De modo geral, a crítica e a culpa ocidentais em relação à arquitetura, responsável pela extração de materiais, pelo colonialismo e por uma profissão com grande maioria masculina, justificam a presença de inúmeras instalações no estilo de Bernard Rudofsky, ou seja, antimodernas e vernaculares – veja-se, por exemplo, as dezenas de tendas e cabanas – que convivem pacificamente com elementos de alta tecnologia, como robôs e processamento de IA, responsável também pelos resumos dos textos presentes na sala.

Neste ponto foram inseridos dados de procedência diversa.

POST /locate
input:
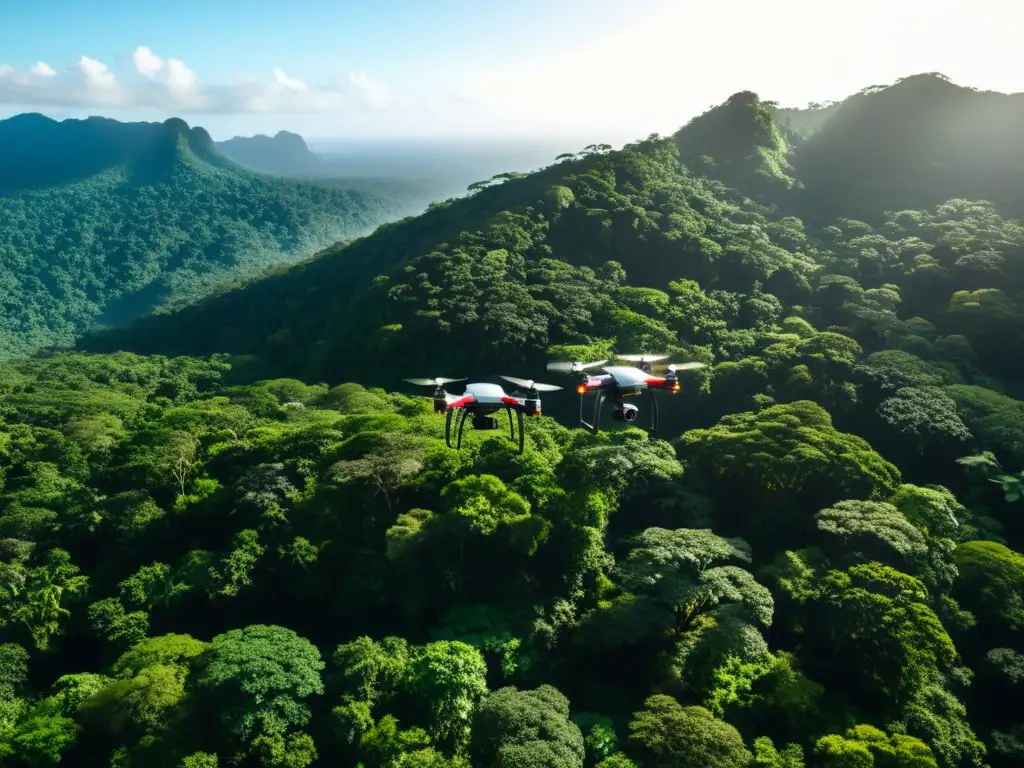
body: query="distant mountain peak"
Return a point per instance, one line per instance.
(285, 153)
(39, 152)
(739, 143)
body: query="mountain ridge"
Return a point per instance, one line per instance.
(102, 220)
(558, 198)
(284, 154)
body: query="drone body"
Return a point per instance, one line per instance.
(619, 382)
(481, 400)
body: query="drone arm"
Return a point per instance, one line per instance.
(598, 401)
(653, 411)
(522, 433)
(462, 425)
(448, 427)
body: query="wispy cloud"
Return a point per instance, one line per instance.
(171, 86)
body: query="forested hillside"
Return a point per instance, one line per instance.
(105, 221)
(913, 144)
(267, 557)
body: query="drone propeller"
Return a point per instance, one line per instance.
(642, 357)
(572, 368)
(439, 381)
(529, 384)
(685, 367)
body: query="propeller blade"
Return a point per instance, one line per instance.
(433, 382)
(686, 366)
(449, 397)
(642, 357)
(571, 368)
(528, 384)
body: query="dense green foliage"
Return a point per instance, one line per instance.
(142, 216)
(815, 564)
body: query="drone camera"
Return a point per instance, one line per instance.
(626, 412)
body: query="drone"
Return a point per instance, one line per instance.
(481, 399)
(623, 381)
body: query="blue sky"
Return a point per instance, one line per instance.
(404, 68)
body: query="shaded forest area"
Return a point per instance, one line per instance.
(233, 558)
(102, 221)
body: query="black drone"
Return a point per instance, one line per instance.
(623, 381)
(481, 399)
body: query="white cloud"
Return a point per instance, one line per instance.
(282, 79)
(97, 75)
(41, 68)
(656, 71)
(146, 61)
(372, 92)
(170, 86)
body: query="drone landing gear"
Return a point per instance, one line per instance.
(461, 425)
(595, 427)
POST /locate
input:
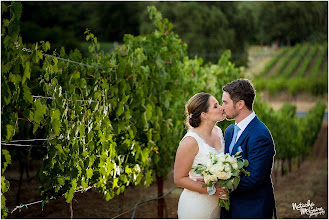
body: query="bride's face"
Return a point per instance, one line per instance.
(215, 111)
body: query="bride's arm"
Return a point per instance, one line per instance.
(185, 154)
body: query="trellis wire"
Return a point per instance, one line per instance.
(52, 56)
(19, 207)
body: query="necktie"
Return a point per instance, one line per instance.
(236, 130)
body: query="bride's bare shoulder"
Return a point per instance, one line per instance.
(188, 142)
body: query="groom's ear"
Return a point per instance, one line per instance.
(240, 104)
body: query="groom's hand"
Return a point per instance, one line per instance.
(201, 180)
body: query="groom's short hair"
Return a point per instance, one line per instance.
(241, 89)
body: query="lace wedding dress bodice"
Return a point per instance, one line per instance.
(194, 205)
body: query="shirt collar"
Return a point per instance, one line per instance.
(244, 123)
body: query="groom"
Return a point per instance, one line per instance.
(254, 197)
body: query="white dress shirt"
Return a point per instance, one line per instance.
(244, 123)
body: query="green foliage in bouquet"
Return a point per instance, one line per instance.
(225, 171)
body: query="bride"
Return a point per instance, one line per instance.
(203, 136)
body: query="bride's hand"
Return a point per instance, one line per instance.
(221, 192)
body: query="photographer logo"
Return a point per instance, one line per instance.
(308, 209)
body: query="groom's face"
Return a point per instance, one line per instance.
(229, 108)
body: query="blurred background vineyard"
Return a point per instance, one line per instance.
(282, 47)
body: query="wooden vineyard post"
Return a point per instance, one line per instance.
(160, 193)
(70, 206)
(121, 202)
(282, 167)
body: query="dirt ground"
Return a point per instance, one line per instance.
(309, 182)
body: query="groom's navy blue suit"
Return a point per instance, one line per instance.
(254, 197)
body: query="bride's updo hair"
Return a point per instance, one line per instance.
(194, 107)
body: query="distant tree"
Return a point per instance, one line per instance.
(208, 28)
(292, 22)
(64, 23)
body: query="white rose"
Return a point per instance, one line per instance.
(216, 168)
(208, 178)
(235, 165)
(232, 161)
(224, 175)
(227, 167)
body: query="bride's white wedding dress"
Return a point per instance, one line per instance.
(194, 205)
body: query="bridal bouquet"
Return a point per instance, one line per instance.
(223, 170)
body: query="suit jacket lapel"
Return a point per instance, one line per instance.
(244, 134)
(229, 136)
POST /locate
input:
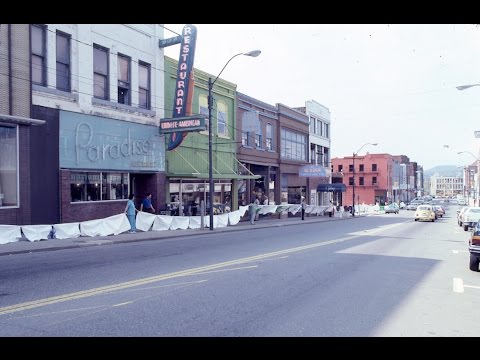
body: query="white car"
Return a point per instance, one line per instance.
(470, 217)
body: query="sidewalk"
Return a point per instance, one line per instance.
(25, 246)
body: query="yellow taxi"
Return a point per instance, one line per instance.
(425, 213)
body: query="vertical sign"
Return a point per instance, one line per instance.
(184, 84)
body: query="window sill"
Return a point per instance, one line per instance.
(65, 95)
(117, 106)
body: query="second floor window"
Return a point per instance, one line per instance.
(222, 119)
(63, 61)
(258, 140)
(143, 85)
(203, 109)
(38, 53)
(100, 72)
(245, 138)
(269, 137)
(124, 80)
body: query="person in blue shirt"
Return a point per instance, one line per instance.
(147, 204)
(130, 211)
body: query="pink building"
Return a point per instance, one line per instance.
(373, 178)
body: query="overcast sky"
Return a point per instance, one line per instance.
(390, 84)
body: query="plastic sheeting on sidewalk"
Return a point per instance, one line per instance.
(36, 232)
(9, 233)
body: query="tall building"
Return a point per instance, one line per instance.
(99, 90)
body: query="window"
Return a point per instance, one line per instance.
(143, 85)
(100, 72)
(293, 145)
(245, 138)
(269, 138)
(258, 133)
(38, 53)
(98, 186)
(222, 119)
(258, 140)
(123, 70)
(203, 109)
(312, 125)
(8, 166)
(63, 61)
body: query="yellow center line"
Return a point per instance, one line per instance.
(125, 285)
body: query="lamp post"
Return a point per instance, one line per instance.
(253, 53)
(477, 160)
(353, 175)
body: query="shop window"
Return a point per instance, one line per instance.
(8, 166)
(97, 186)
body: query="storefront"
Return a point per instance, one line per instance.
(102, 160)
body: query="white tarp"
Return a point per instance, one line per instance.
(9, 233)
(294, 208)
(267, 209)
(196, 222)
(36, 232)
(222, 220)
(144, 221)
(162, 222)
(94, 228)
(242, 209)
(180, 222)
(309, 209)
(67, 230)
(117, 223)
(234, 217)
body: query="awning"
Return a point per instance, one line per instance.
(331, 187)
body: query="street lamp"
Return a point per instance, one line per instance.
(253, 53)
(477, 159)
(353, 175)
(463, 87)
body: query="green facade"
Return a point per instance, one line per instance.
(190, 159)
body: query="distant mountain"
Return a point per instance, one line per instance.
(443, 170)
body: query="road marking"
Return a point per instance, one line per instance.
(458, 285)
(459, 251)
(123, 304)
(129, 284)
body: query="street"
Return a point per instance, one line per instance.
(382, 275)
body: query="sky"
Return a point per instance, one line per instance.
(390, 84)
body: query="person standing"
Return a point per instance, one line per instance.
(304, 206)
(130, 211)
(147, 204)
(252, 209)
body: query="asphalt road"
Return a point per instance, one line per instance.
(382, 275)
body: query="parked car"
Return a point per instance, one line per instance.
(470, 217)
(425, 213)
(439, 211)
(474, 247)
(413, 205)
(392, 208)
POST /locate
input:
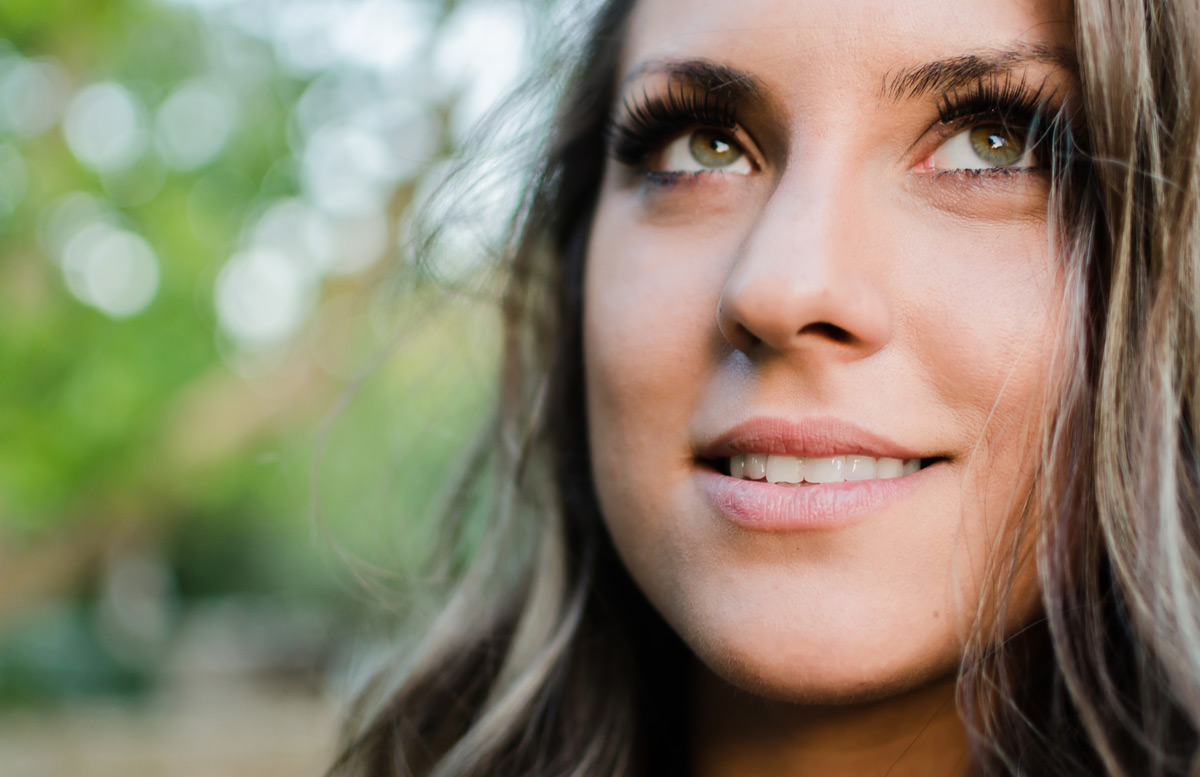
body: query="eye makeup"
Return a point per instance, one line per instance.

A seção sobre materiais inovadores também é substancial, como a central, com curadoria da Universidade Politécnica de Milão, nomeadamente Ingrid Paoletti e outros, mas não só: madeira (Bjarke Ingels), pedra (Andre Jacques), impressoras 3D, concreto capaz de criar energia elétrica como uma bateria, painéis de fachada com fungos, mofo e bactérias capazes de reduzir a temperatura em um grau ou mais e assim por diante – um Leroy Merlin 2.0 em suma, mas na época era a mesma acusação dirigida à Fundamentals por Rem Koolhaas.
Inevitavelmente, o Arsenale ficou lotado de obras, apesar dos Giardini, onde a restauração do pavilhão central, antigamente propriedade da Itália, além do fechamento da Rússia, Israel, Venezuela e República Tcheca por vários motivos, acabaram por reduzir brutalmente as ofertas que, no entanto, convergem para práticas agora compartilhadas, como a reciclagem de materiais e arquitetura em geral, até mesmo esterco de elefante . Isso explica os Leões de Ouro à Santa Sé (inevitáveis na semana de Leão XIV) e a autocrítica da Grã-Bretanha sobre seu passado colonial, incluindo Gaza. Todos os salmos terminam em glória, enfim, a riqueza da exposição e dos eventos permanecerá disponível até o final de novembro, com todo o respeito ao sarcasmo pseudomarxista do Guardian que clama por mais construções públicas sem indicar caminhos concretos a seguir, enquanto o pavilhão austríaco de Michael Obrist cuida disso, forte na tradição de bem-estar urbano da Viena Vermelha, única alternativa à especulação imobiliária internacional e à gentrificação que envolve até os Jardins, dado o novo pavilhão do Catar em construção em frente ao bizarro pavilhão americano ainda pré-trumpiano, ou seja, em madeira, dedicado ao espaço público e às minorias.
Em geral, a história americana é um pouco carente, uma história presente na Fondazione Prada, no Grande Canal, onde "Diagramas", de Koolhaas/AMO, apresenta documentos raros de representação arquitetônica, social e paisagística, o mesmo homem que escreveu sobre cidades inteligentes na época de sua Bienal: "Por que a cidade inteligente só oferece melhorias? E quanto à possibilidade de transgressão? E em vez de rejeitar a inteligência urbana acumulada ao longo dos séculos, devemos explorar a relação entre o que é considerado inteligente hoje e o que era em eras anteriores do conhecimento" . O que não falta, porém, são os pés doloridos preestabelecidos não só pelas dezenas de exposições e pavilhões, mas sobretudo pelas centenas de encontros fortuitos nas ruas e praças com operadores do setor que vêm de meio mundo, enfim.